Pupils behave well in lessons. There are strong, consistent routines in place across the school from the early years.

These enable everyone to focus on their learning. Pupils are skilfully helped to manage their feelings when they need it. Everyone moves around the school calmly.

Relationships between adults and pupils are consistently positive and respectful.

Most pupils enjoy and attend school regularly. However, a significant minority do not attend routinely and miss too much learning time.

Leaders work with families and external agencies to try and improve attendance, but the attendance of some pupils remains stubbornly low.

Breakfast club helps some pupils to settle in before lessons begin. Pupils and many parents enjoy starting each day with the 'daily mile'.

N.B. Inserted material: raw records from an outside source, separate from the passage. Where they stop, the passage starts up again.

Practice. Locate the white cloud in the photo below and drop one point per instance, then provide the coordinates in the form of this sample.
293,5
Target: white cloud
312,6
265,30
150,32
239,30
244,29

A wide range of clubs are available for everyone – cricket is a popular choice. Pupils can develop their talents through a range of activities such as instrumental tuition and opportunities to perform. Leaders provide a broad range of opportunities to enrich learning, such as visits by artists to work with clay and trips to museums.

Teachers care about the well-being of pupils and check this every day. From Reception, pupils learn to understand and describe their feelings. This enables adults to provide timely support where needed.

Pupils are also provided with time to reflect in assemblies and lessons.

Pupils learn to be responsible citizens. In the early years, children learn to collaborate and support each other.

Older pupils understand democracy through the work of the school council. They learn to debate and take part in debating contests with other schools. They take on responsibilities around the school.

Leaders are mindful of staff well-being and workload during this period of change. Staff appreciate this.


The arrangements for safeguarding are effective.

Leaders know their families well. They regularly check on vulnerable pupils. Everyone understands their responsibilities.

They are vigilant and proactive in safeguarding their pupils. They are confident to gather and record information about concerns. This enables leaders to identify where they need to take further actions.

These next steps are timely and are recorded in detail. Leaders make changes in school to keep pupils safe. They also work well with external agencies.

Pupils learn about safety as part of the curriculum. They know how to stay safe and the importance of telling a trusted adult if they are concerned.

What does the school need to do to improve?

(Information for the school and appropriate authority)

• In a few subjects, the planned curriculum is not yet securely in place.

In these subjects, staff training and assessment processes are not as well established as they are in other subjects. Leaders' monitoring is less well developed than elsewhere in the school's curriculum. As a result, leaders do not know precisely how well pupils are faring in these few subjects.

Leaders should ensure that planning, training and monitoring help staff deliver all subjects to the same high standards. This should be done in a way which is mindful of teachers' workload. ? Systems to monitor absence are used to support and challenge parents whose children are frequently absent.

However, persistent absence is still too high for some pupils. These pupils miss out on learning. Leaders should use their analysis of absence information to further refine their strategies and use of funding to reduce persistent absence.